Colazione Poetica: parole, emozioni e comunità in rete al Centro Diurno Alzheimer dell’ASP San Michele

Colazione Poetica: parole, emozioni e comunità in rete al Centro Diurno Alzheimer dell’ASP San Michele

Un incontro tra cultura, socialità e inclusione

Una mattinata dedicata alla condivisione, alla poesia e alle relazioni ha animato il Centro Diurno Alzheimer e Demenze Correlate “S. Eufemia” dell’ASP San Michele in occasione della Colazione Poetica, un’iniziativa che ha saputo intrecciare cultura, socialità e inclusione.
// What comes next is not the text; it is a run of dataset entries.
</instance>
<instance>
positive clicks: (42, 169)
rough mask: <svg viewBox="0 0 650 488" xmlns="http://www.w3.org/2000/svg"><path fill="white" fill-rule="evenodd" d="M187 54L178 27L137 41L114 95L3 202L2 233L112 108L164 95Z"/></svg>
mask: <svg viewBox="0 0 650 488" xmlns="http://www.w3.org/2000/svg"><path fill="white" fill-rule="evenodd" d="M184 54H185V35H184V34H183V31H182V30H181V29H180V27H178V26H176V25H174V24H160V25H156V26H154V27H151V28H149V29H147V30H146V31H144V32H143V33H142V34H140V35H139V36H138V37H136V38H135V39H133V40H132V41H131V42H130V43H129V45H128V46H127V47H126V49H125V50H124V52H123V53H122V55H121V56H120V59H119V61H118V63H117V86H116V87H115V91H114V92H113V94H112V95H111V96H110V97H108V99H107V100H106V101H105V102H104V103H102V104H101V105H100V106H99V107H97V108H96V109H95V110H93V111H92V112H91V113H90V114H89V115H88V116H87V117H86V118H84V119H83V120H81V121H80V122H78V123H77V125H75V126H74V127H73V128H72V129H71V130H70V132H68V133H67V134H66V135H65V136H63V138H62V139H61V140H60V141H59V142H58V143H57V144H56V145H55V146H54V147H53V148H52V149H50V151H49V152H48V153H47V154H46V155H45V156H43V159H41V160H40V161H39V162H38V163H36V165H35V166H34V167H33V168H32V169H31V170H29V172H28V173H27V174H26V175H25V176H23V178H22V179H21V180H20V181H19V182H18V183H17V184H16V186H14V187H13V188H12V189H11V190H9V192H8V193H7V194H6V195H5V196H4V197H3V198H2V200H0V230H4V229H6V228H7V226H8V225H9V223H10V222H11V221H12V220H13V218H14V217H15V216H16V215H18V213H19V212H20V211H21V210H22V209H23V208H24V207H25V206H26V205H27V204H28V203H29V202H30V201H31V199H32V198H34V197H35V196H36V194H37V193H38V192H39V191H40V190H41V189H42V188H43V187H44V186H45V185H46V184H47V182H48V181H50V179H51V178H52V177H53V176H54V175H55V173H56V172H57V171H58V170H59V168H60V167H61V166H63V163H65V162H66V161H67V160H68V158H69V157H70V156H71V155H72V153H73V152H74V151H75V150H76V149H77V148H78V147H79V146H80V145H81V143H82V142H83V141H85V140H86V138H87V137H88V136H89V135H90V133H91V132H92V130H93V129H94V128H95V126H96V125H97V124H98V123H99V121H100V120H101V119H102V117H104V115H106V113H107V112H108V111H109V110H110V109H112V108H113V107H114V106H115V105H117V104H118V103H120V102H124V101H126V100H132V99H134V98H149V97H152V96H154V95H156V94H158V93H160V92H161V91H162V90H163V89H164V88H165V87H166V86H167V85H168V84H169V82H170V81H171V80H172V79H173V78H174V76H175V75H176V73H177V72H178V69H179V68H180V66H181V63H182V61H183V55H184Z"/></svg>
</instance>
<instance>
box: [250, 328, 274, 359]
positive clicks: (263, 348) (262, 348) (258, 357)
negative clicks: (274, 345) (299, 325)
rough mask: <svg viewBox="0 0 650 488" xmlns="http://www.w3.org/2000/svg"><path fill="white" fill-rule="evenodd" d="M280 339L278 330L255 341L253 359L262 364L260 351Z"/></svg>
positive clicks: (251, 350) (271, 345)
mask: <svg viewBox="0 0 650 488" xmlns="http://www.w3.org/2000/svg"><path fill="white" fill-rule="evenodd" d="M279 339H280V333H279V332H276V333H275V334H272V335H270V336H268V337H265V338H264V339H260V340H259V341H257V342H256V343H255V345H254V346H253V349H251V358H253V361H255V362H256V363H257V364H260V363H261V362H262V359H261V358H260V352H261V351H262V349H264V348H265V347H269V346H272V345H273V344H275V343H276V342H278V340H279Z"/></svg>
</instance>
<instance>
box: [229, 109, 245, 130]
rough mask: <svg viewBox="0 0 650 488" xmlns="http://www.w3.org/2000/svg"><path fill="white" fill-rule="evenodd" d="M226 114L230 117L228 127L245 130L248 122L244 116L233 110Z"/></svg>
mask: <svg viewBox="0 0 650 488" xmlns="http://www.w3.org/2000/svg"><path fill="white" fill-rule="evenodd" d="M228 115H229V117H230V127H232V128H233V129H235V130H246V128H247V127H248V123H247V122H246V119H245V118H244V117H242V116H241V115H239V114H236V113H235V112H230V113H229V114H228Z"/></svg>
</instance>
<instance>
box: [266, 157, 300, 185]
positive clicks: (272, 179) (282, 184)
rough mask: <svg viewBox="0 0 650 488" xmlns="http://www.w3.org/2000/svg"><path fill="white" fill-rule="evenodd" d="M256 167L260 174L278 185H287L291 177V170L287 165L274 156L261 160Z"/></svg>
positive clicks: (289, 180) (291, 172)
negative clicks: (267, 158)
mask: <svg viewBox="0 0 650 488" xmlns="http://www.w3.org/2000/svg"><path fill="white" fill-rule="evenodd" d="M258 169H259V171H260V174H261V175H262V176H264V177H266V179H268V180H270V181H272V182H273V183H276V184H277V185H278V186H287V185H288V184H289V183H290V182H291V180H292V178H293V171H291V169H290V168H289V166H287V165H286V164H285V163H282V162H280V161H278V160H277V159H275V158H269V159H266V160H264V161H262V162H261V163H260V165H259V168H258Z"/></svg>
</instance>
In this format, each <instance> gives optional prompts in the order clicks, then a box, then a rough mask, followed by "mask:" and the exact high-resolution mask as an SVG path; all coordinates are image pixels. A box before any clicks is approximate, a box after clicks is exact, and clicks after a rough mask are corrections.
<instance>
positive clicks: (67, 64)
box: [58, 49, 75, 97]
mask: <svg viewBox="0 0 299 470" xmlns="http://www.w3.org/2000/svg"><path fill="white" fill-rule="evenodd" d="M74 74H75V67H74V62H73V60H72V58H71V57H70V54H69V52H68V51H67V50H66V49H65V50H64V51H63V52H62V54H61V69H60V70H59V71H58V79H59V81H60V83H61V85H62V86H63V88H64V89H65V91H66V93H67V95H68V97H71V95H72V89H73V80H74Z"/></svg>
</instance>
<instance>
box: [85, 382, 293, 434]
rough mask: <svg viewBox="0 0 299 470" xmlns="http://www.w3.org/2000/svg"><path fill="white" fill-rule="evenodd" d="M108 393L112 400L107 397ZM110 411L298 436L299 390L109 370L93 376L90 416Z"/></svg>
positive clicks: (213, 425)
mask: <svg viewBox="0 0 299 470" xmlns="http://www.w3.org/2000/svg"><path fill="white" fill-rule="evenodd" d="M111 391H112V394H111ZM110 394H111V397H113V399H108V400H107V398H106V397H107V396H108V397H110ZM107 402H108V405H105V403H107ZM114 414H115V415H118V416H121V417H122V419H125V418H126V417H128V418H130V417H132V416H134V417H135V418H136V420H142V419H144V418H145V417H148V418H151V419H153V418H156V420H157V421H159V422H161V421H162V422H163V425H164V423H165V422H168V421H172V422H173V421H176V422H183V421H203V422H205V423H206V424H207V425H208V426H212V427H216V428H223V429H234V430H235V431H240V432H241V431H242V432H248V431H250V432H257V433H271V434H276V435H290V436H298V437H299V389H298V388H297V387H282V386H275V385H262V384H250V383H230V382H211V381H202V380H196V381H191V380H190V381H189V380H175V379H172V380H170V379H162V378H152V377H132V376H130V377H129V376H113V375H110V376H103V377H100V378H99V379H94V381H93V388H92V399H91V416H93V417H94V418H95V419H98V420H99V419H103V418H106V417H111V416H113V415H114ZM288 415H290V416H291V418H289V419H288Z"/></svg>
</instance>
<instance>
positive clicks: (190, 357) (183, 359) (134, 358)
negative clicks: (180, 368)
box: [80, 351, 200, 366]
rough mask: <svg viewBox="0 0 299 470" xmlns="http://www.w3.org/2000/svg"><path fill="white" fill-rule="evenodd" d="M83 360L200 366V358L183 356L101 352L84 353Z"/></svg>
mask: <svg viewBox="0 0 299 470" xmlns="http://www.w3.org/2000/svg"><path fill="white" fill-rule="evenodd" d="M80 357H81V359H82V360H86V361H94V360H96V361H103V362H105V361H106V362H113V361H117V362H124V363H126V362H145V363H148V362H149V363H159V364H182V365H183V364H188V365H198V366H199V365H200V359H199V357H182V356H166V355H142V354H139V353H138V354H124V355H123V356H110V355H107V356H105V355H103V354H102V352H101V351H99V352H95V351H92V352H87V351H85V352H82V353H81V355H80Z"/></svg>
La poesia come strumento di espressione e condivisione

Protagonisti dell’incontro sono stati gli attori della Compagnia Fili d’Argento, che hanno dato voce a una selezione di poesie, alternandosi nelle letture con gli ospiti del Centro Diurno. Un momento intenso e partecipato, durante il quale la poesia si è trasformata in uno strumento di espressione, ascolto e condivisione, capace di valorizzare emozioni, ricordi ed esperienze personali.
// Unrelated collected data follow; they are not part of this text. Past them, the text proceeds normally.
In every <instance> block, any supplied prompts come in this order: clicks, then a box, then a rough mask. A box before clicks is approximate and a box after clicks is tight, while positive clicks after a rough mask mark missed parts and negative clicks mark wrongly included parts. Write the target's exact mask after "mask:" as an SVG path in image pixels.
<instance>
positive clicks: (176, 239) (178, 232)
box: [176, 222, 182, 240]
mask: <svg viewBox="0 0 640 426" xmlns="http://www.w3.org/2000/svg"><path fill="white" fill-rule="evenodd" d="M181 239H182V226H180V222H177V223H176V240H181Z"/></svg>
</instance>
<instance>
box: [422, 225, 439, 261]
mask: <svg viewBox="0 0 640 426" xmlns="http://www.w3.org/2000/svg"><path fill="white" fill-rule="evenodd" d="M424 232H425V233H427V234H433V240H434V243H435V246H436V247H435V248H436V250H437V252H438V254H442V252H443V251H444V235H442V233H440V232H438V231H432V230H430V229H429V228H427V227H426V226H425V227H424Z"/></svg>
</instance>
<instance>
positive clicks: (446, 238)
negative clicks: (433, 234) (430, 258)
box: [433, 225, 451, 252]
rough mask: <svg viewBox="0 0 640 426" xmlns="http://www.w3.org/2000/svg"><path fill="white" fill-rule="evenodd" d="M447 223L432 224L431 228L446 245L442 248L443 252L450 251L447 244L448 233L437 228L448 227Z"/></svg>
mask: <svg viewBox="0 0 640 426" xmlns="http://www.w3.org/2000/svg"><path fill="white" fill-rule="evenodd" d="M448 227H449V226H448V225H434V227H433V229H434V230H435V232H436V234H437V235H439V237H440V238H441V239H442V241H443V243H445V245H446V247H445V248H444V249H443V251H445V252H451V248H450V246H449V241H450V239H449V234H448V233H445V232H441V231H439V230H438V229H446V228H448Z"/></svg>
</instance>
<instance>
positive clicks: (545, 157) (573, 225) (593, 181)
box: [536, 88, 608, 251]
Il saluto dell’Amministrazione

A portare il saluto dell’Amministrazione è stato il Direttore dell’ASP San Michele, Serafino Giuliani, che ha rivolto ai partecipanti i saluti del Presidente Giovanni Libanori e dell’intero Consiglio di Amministrazione, sottolineando il valore delle iniziative che favoriscono la socializzazione, la partecipazione attiva e la costruzione di una comunità sempre più attenta ai bisogni delle persone anziane e delle loro famiglie.

Una rete di relazioni per il benessere delle persone

All’evento hanno preso parte anche gli ospiti dell’Alzheimer Café, coordinato dalla prof.ssa Concetta Mina, e del Centro Diurno per Anziani Fragili “La Sequoia”, contribuendo a creare un clima accogliente e ricco di significativi scambi umani.
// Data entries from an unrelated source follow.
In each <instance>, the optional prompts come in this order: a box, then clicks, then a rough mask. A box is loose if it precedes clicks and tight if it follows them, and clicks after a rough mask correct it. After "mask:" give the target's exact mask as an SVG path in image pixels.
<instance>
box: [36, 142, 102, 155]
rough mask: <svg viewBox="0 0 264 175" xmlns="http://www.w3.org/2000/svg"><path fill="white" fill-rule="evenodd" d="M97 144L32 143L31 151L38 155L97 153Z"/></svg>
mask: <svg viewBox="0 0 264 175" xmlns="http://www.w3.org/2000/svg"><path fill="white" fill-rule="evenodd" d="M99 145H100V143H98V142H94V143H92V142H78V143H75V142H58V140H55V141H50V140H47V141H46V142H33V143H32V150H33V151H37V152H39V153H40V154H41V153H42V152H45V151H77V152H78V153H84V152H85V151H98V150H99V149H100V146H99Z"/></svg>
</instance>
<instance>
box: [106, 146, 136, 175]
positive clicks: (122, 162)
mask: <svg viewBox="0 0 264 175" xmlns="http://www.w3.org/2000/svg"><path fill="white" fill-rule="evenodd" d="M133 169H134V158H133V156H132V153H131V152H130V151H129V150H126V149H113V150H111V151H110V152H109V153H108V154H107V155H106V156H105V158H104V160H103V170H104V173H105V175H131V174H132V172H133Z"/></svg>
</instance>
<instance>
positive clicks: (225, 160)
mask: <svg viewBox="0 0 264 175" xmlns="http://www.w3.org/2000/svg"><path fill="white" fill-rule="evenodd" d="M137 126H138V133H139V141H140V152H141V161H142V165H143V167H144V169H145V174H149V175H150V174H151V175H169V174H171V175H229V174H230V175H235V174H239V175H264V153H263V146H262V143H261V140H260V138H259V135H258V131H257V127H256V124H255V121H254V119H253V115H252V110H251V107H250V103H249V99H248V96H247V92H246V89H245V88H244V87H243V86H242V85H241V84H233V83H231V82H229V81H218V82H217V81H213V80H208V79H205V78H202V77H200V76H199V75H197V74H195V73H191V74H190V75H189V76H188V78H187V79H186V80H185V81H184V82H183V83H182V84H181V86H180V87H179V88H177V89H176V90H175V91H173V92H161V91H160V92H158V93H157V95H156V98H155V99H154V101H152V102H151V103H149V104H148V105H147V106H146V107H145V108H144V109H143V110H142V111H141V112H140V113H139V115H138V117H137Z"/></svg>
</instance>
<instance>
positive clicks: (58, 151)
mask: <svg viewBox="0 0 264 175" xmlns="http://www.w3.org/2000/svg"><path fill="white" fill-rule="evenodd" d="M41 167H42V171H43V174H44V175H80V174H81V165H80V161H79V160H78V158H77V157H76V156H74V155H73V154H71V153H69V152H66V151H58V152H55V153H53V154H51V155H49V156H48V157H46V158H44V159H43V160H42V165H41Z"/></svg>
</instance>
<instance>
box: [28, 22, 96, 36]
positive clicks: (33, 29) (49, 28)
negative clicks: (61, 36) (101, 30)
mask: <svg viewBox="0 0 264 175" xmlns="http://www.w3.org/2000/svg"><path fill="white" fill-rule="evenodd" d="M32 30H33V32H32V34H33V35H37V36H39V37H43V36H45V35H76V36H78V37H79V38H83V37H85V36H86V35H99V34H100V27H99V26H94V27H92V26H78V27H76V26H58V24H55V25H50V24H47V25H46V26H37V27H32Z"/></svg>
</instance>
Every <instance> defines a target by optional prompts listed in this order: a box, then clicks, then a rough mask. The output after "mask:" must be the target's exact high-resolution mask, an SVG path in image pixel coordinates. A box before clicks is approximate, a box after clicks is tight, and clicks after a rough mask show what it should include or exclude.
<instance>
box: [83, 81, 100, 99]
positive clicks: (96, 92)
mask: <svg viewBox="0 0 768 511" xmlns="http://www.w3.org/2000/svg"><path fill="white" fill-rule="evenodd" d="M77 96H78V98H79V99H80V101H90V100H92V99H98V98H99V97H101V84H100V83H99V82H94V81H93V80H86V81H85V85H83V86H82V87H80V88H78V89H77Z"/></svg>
La Colazione Poetica rappresenta un esempio concreto del lavoro di rete che si sta consolidando sul territorio grazie alla collaborazione tra servizi, associazioni, professionisti e realtà impegnate nel sostegno alle persone anziane e alle loro famiglie. Fare rete significa costruire opportunità di incontro, contrastare l’isolamento sociale e promuovere percorsi di partecipazione attiva che mettano al centro la persona, valorizzandone capacità, relazioni e risorse.

Il valore della cultura e della comunità

Tra una poesia, un sorriso e una tazza di caffè condivisa, la mattinata ha confermato quanto la cultura e la dimensione relazionale possano rappresentare strumenti preziosi di benessere, inclusione e cittadinanza attiva, contribuendo a rafforzare il senso di comunità e appartenenza.

Un ringraziamento particolare va alla Compagnia Fili d’Argento, agli operatori, agli ospiti e alla rete territoriale coinvolta nell’iniziativa. Il contributo di ciascuno ha reso possibile un’esperienza capace di unire persone, storie ed emozioni nel segno della partecipazione e della cura.